El director de la Orquesta Sinfónica de Euskadi, País Vasco, el colombiano Andrés Orozco-Estrada, afirma que su éxito en Europa demuestra a los jóvenes de su país que "se puede llegar a alguna parte siendo músico y colombiano" y que no es necesario "ser futbolista, corredor de Fórmula 1 o narcotraficante".
Orozco-Estrada, nacido en Medellín hace sólo 31 años, estrena esta semana el primer programa de abono de su primera temporada al frente de la Orquesta Sinfónica de Euskadi, OSE, a la que se ha incorporado en sustitución de Gilbert Varga y Cristian Mandeal.
El viaje desde su habitación de Medellín, en la que de niño dirigía orquestas imaginarias, hasta la batuta titular de la OSE ha pasado por Viena, su lugar de residencia habitual desde que a los 19 años llegó allí para completar su formación musical.

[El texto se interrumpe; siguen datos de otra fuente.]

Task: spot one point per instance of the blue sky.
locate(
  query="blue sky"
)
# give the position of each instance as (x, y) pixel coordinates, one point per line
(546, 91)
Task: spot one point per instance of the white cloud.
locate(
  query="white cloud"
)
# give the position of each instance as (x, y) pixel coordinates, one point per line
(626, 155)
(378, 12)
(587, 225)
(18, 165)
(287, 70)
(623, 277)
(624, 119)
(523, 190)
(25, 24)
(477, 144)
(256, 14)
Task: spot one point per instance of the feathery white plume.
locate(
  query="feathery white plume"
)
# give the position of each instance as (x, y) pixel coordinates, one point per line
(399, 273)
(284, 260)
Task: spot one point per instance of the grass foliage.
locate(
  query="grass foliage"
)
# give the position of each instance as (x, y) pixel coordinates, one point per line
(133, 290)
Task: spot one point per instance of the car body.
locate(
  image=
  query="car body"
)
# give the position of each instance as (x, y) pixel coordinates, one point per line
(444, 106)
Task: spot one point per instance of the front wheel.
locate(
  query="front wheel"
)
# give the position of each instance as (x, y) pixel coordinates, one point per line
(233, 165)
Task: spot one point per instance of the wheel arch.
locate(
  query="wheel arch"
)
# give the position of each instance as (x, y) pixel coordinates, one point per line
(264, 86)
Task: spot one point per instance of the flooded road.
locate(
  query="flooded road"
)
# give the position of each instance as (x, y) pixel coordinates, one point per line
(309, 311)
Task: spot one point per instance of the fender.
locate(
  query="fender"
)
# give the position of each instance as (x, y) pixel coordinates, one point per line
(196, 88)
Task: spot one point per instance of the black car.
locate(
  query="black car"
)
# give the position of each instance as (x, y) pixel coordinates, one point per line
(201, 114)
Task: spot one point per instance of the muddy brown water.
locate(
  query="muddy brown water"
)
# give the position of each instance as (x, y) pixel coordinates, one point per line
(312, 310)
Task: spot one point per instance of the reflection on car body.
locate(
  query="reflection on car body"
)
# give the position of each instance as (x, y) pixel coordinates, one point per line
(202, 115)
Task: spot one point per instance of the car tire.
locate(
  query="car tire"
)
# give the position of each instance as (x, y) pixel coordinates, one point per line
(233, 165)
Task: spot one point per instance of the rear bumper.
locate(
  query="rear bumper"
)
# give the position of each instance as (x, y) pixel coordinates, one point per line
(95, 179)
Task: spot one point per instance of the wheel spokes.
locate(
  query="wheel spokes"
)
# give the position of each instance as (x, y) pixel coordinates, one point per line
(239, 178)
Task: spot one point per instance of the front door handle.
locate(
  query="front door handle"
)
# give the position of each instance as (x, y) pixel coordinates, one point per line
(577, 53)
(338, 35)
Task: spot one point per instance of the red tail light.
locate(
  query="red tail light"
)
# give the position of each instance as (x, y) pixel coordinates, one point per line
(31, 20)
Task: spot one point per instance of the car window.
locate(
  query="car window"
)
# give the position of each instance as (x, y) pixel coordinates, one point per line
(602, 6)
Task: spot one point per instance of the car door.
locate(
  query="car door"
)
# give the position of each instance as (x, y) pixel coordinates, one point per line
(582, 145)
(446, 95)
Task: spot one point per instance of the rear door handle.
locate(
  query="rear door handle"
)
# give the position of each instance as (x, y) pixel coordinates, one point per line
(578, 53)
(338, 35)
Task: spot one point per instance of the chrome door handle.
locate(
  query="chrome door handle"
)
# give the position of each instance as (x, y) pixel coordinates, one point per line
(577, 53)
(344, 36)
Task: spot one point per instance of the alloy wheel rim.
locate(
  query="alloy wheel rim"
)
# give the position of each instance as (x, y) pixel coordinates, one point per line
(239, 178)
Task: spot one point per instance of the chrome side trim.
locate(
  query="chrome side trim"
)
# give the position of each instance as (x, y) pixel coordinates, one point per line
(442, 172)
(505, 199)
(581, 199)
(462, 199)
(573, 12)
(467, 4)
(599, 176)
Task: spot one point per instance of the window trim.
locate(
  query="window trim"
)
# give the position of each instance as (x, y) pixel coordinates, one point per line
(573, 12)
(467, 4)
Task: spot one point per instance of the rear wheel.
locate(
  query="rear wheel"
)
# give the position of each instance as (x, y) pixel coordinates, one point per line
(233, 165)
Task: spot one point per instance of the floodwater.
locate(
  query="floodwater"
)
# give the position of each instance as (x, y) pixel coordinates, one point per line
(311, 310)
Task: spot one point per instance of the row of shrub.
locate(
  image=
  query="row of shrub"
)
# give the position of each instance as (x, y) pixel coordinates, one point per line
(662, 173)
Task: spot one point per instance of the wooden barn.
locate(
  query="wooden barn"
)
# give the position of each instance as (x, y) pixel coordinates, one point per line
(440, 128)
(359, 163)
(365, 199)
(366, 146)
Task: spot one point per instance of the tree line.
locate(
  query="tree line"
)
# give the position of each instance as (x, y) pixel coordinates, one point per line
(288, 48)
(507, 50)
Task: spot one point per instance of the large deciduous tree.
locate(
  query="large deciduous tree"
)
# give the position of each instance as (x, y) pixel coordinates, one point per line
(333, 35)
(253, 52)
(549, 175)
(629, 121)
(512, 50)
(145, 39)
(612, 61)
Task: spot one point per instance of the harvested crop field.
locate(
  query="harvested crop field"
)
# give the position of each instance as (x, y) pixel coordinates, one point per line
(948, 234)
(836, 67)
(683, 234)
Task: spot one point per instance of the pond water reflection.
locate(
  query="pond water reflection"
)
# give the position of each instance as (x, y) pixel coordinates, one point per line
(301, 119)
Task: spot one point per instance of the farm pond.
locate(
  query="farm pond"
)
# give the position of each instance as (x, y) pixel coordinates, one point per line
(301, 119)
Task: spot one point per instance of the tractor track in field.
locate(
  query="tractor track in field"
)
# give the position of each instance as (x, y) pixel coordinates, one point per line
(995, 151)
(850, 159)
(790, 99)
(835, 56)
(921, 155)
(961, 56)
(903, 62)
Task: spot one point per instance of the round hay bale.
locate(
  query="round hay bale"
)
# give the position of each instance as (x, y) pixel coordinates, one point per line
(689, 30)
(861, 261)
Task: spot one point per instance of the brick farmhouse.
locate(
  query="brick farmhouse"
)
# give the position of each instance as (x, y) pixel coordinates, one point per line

Tras más de una década en Europa, Orozco-Estrada, quien también dirige la Tonkünstler de Viena, confiesa en una entrevista que entiende la vida "a la manera europea, austríaca, alemana".
Pero al mismo tiempo no pierde su origen latino -ni su acento- que le permite "no tener miedo a muchas cosas" y ser un músico "arriesgado, extrovertido y humano".
Aunque admite que no ha llegado a Europa para "intentar reivindicar o redescubrir la música clásica", no renuncia a dotarla de un "sello propio", para lo que apuesta por "conocer y entender las reglas" para "saber cómo romperlas".
Tras un primer contacto con la Sinfónica Vasca durante la pasada temporada en un viaje a Milán, Orozco-Estrada ha asumido ya con todos los galones la dirección de una orquesta que define como "muy profesional" y que tiene un sonido "con mucha energía, orgulloso y contundente", al que él quiere imprimir "otros colores".
Orozco-Estrada recuerda que cuando comenzó a sentir su vocación musical resultaba difícil desarrollar la carrera en Colombia, sobre todo por la falta de "tradición", que está en Europa, y por el entorno, que le impedía escuchar conciertos con la asiduidad con la que puede hacerlo en las capitales europeas.
No obstante, se felicita del desarrollo que la música clásica ha experimentado en Colombia, donde, a semejanza de Venezuela, en los últimos años se han formado "orquestas pequeñas en las regiones, en las ciudades y en los barrios".
Él procura aportar a este resurgimiento a través de su colaboración con la Filarmónica de Bogotá, a la que intenta "traspasar todas esas experiencias y oportunidades" que vive en Europa.